# From Scratch Reuben Fatty



## solaryellow (Mar 10, 2018)

Has anyone done a reuben fatty from scratch? I want to to do one, but am arguing in my head whether to cure the whole muscle and grind it up vs. grind first and then cure the ground meat. 

Tell me what you did and why you did it please. :D


----------



## DanMcG (Mar 10, 2018)

Nice to see ya stranger, I never did one but I'd cure it, then cook it long enough with pickling spices so that you can pull it.


----------



## solaryellow (Mar 10, 2018)

Why hello yourself old friend! :D

Cure the ground meat or cure the meat and then grind? Pulled corned beef just rubs me wrong.


----------



## DanMcG (Mar 10, 2018)

Dang I thought you were talking corned beef as an ingredient. To early in the morning I guess.
I think your two methods would give you the same end results, I think maybe "Grind the meat and then cure" might give you a better bind, but not really sure


----------



## solaryellow (Mar 10, 2018)

Grind the meat and cure is really what I want to do, but I don't want to neglect the possibilites. 

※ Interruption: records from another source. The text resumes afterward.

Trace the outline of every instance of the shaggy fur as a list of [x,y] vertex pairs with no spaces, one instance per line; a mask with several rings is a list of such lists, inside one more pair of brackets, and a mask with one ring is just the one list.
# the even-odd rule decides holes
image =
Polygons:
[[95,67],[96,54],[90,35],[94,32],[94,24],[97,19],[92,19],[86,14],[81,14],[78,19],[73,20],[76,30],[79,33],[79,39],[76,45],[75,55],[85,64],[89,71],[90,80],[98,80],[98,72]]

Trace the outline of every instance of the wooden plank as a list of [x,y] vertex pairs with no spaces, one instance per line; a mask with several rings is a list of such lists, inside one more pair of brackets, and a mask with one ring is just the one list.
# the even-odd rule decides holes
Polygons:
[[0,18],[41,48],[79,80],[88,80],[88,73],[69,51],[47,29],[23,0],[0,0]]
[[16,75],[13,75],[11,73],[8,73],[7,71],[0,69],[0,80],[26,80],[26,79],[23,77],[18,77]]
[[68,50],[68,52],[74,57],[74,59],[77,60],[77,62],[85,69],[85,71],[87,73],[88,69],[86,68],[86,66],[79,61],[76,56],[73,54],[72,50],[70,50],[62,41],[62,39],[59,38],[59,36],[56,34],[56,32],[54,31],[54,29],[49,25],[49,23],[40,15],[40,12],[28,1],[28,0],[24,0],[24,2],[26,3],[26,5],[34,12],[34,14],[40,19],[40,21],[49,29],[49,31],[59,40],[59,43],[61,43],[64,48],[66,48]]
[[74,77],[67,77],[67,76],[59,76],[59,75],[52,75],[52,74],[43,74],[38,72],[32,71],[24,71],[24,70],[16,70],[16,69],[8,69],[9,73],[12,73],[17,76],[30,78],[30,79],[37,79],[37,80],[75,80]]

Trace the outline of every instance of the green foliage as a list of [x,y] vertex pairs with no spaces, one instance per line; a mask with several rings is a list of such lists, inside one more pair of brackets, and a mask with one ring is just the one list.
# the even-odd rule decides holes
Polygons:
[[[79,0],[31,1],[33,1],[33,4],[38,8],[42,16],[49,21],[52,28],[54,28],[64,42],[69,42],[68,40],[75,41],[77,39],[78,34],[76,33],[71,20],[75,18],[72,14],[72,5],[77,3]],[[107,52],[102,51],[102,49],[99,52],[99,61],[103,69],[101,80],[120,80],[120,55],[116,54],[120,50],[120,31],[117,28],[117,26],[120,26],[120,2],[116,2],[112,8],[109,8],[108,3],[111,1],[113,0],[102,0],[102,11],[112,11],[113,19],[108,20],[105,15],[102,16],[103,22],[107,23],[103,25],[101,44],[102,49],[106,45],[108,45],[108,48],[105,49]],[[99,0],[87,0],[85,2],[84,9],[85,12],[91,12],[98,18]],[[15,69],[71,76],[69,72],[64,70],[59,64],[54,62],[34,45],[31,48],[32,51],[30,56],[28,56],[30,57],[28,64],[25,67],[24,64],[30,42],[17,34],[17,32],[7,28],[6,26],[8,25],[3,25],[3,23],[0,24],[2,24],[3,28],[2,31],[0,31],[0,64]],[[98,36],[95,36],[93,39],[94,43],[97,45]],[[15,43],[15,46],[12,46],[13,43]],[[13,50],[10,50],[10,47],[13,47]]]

Happy to see your reply old friend btw. :D


----------



## hillbillyrkstr (Mar 23, 2018)

https://www.smokingmeatforums.com/threads/reuben-fattie-st-patricks-day-2016.243770/

Did one a few years back. Butcher shop already had Reuben brats made so made my life easier.


----------



## ironhorse07 (Mar 23, 2018)

Maybe use the pastrami loaf recipe?


----------



## JckDanls 07 (Mar 23, 2018)

WOWWW.. they finally let you out of jail ?? LOL ... how dahell ya been brother... it's been a minute ...


----------



## david r (Apr 30, 2018)

solaryellow said:


> Grind the meat and cure is really what I want to do, but I don't want to neglect the possibilites.
> 
> Just stumbling on this,  I just recently ran a corned beef through my meat grinder,   just to experiment.  I froze a bunch,   I think this Rueben Fatty is an awesome idea!


----------